Los restos, localizados que en una intervención arqueológica reciente, muestran muros de piedra caliza y una disposición coherente con las construcciones religiosas de los siglos XI y XII. La hipótesis principal es que este edificio funcionó como templo principal de la ciudad durante la etapa inicial de reorganización cristiana tras la repoblación, antes de que la diócesis se trasladara al emplazamiento actual. Se conocía su ubicación, pero fue en 1985 cuando quedaron expuestos sus restos gracias a la reurbanización que se produjo en la ciudad.
Trazas de un templo olvidado
Los indicios apuntan a un edificio de uso litúrgico que fue quedando en desuso a medida que se consolidaba el nuevo núcleo urbano. No obstante, su ubicación privilegiada y su estructura orientada al este refuerzan la teoría de que pudo ser la sede episcopal provisional durante las primeras décadas del dominio cristiano en la zona.
Los análisis arqueológicos muestran una nave principal con ábside semicircular y evidencias de reformas posteriores, lo que sugiere un uso prolongado en el tiempo, posiblemente incluso después del inicio de las obras de la actual catedral. Este tipo de superposición de lugares de culto es frecuente en ciudades con larga tradición religiosa y urbanismo medieval.
Las fuentes que aportan datos sobre este templo son fiables y en cantidad.
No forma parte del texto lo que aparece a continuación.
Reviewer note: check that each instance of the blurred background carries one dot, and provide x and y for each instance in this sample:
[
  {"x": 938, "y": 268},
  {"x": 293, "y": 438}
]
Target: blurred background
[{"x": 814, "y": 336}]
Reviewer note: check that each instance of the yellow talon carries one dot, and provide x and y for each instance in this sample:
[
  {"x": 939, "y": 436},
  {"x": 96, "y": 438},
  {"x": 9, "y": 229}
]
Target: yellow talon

El historiador Braulio Valdivielso, en su libro Burgos en el Camino de Santiago apunta que bajo la «iglesia románica debió haber un primitivo templo», que hacía de cripta, porque estaba a un nivel inferior, de la posterior de San Lorenzo el Viejo.
Fotos de la antigua cripta que permanece debajo de la Plaza de los Castaños
Para llegar a estas conclusiones, el equipo investigador ha utilizado tecnologías como el georradar, que permite detectar estructuras bajo el subsuelo sin necesidad de grandes excavaciones. Esto ha permitido confirmar la presencia de cimientos, muros perimetrales y posibles espacios litúrgicos sin afectar la superficie de la plaza.
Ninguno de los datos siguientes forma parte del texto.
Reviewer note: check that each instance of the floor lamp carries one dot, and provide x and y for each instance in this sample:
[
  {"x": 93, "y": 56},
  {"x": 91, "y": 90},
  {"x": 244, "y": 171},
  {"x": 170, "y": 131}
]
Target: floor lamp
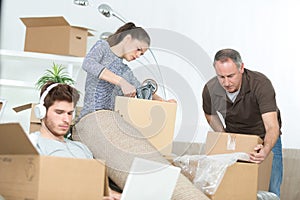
[{"x": 107, "y": 11}]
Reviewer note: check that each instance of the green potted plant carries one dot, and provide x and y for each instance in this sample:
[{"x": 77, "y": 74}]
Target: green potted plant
[{"x": 57, "y": 74}]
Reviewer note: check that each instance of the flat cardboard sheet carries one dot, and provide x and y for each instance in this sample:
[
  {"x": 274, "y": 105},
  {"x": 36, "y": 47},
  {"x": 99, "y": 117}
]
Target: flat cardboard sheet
[{"x": 149, "y": 180}]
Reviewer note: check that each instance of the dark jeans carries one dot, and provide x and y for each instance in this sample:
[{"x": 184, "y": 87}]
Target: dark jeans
[{"x": 277, "y": 168}]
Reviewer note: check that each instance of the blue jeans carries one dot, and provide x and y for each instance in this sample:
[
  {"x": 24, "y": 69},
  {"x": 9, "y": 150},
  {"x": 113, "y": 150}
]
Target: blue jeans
[{"x": 277, "y": 168}]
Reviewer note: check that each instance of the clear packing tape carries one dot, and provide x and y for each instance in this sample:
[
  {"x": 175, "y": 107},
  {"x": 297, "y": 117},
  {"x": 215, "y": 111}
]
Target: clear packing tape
[{"x": 206, "y": 172}]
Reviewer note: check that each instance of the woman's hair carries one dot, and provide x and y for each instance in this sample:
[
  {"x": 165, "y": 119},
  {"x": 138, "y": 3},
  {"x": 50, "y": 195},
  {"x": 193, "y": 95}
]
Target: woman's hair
[
  {"x": 61, "y": 92},
  {"x": 225, "y": 54},
  {"x": 128, "y": 29}
]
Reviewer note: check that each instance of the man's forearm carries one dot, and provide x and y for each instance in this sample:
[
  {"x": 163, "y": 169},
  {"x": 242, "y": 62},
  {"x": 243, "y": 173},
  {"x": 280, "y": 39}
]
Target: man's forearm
[{"x": 215, "y": 123}]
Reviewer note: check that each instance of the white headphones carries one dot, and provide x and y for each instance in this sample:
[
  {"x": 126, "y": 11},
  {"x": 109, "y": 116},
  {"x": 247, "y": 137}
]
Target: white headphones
[{"x": 40, "y": 110}]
Además, se han recogido muestras de los materiales de construcción y se han iniciado estudios de datación por carbono y análisis estratigráficos para concretar la cronología de la estructura.
Restos y próximos pasos
Por el momento, el hallazgo se encuentra en fase de estudio preliminar y protección. El siguiente paso será definir un plan de conservación que permita integrar los restos en el entorno urbano sin comprometer su integridad ni alterar el uso de la plaza actual.
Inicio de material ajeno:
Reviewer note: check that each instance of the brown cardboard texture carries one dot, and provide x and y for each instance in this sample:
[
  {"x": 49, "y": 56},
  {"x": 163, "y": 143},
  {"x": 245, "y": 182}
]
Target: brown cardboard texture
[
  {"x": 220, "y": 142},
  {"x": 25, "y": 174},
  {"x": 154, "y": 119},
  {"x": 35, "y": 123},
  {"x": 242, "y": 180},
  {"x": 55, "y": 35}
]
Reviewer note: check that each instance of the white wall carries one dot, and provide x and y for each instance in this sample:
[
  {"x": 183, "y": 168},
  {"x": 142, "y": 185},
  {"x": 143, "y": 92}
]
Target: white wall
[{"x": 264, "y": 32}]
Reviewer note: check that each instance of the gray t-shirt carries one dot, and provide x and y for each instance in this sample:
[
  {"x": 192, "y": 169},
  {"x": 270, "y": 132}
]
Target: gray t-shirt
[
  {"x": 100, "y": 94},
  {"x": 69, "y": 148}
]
Los responsables del proyecto ya trabajan en la solicitud de financiación para futuras fases, que podrían incluir excavaciones parciales, instalación de elementos expositivos y señalización para visitantes. También se plantea su inclusión en circuitos turísticos culturales vinculados al patrimonio religioso.
Este hallazgo aporta nuevas piezas al complejo puzle de la historia burgalesa y permite entender mejor cómo fue evolucionando el culto cristiano en sus primeros siglos. El templo oculto bajo la plaza de los Castaños no es solo una estructura de piedra; es la huella de una ciudad que, siglo tras siglo, ha sabido reconstruirse sobre sus propias raíces.